Driver and system setup¶
Download latest MLNX_OFED driver (driver download link), decompress it and cd into the directory.
Note
There are open-source drivers available. We use the driver provided by Mellanox here.
Before installation proceeds, install some required libraries first.
yum install tcl tk
Run install script. This might take some time.
./mlnxofedinstall
If required, unload old driver and load new driver.
modprobe -rv ib_isert rpcrdma ib_srpt
/etc/init.d/openibd restart
Start opensm (InfiniBand subnet manager).
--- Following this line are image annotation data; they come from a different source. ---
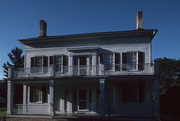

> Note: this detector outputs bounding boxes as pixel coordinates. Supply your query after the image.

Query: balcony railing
[13,104,49,114]
[8,63,154,78]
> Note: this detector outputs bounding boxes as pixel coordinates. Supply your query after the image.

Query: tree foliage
[2,47,24,77]
[155,58,180,94]
[2,47,24,103]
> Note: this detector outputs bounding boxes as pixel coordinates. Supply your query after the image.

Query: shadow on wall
[160,87,180,117]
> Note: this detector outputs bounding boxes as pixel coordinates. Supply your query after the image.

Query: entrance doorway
[73,56,92,76]
[78,89,88,110]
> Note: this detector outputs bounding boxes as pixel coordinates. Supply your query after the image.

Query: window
[115,53,120,71]
[122,82,145,103]
[50,55,68,72]
[104,53,113,70]
[122,52,144,70]
[99,52,120,71]
[30,86,47,103]
[31,56,48,73]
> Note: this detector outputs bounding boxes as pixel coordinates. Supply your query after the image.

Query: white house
[7,11,159,120]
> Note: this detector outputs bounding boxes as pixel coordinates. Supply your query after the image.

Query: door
[78,56,87,75]
[78,89,88,110]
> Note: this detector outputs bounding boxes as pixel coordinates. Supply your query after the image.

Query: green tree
[2,47,24,103]
[155,58,180,95]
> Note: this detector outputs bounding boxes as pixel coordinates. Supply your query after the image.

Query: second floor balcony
[8,63,154,79]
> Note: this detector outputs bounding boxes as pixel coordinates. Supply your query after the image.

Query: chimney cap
[39,20,47,37]
[136,11,143,30]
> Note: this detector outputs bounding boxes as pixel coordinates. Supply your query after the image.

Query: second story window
[50,55,68,72]
[99,52,120,71]
[122,51,145,70]
[31,56,48,73]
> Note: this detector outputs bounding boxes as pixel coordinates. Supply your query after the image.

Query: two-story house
[7,11,159,119]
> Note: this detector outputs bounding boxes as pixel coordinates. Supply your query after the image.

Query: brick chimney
[136,11,143,30]
[39,20,47,37]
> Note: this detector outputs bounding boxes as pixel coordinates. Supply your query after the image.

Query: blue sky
[0,0,180,78]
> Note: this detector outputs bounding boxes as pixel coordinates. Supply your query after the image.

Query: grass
[0,108,6,117]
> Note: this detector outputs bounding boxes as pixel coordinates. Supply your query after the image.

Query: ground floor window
[122,82,145,103]
[30,86,48,103]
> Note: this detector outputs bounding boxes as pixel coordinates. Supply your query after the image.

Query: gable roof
[19,29,158,45]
systemctl enable opensmd --now
Warning
Start opensmd on one of the cluster node only. If multiple nodes start opensmd at the same time, it may cause problem.
Check InfiniBand status.
ibstat
# State: Active
# Physical state: LinkUp
ibstatus
IPoIB¶
We can use InfiniBand as usual network interface.
ifconfig¶
Create a ifconfig script in /etc/sysconfig/network/scripts.
TYPE=InfiniBand
BOOTPROTO=static
IPV6_AUTOCONF=no
NAME=ib0
DEVICE=ib0
ONBOOT=yes
IPADDR=10.18.18.1
PREFIX=24
CONNECTED_MODE=yes
MTU=65520
Here we enable connected mode to maximize performance.
Restart network.
systemctl restart network
systemd-networkd¶
Create a config file in /etc/systemd/network.
[Match]
Name=ib0
[Network]
Address=10.18.18.1/24
Restart systemd-networkd.
systemctl restart systemd-networkd
To enable connected mode, we can use this AUR package. Remove the rdma.service dependency in ipoibmodemtu.service, since we are using Mellanox’s driver.
Copy the files to their specified path, then start systemd service.
cp ipoibmodemtu /usr/bin/ipoibmodemtu
cp ipoibmodemtu.conf /etc/ipoibmodemtu.conf
cp ipoibmodemtu.service /usr/lib/systemd/system/ipoibmodemtu.service
systemctl daemon-reload
systemctl enable ipoibmodemtu.service --now
Mellanox OFED GPUDirect RDMA¶
Not included in Mellanox driver. Get the source from github.
git clone https://github.com/Mellanox/nv_peer_memory.git
Build kernel module.
./build_module.sh
Install using rpm.
rpmbuild --rebuild /tmp/nvidia_peer_memory-*.src.rpm
rpm -ivh $HOME/rpmbuild/RPMS/x86_64/nvidia_peer_memory-*.x86_64.rpm
Start system service.
systemctl enable nv_peer_mem --now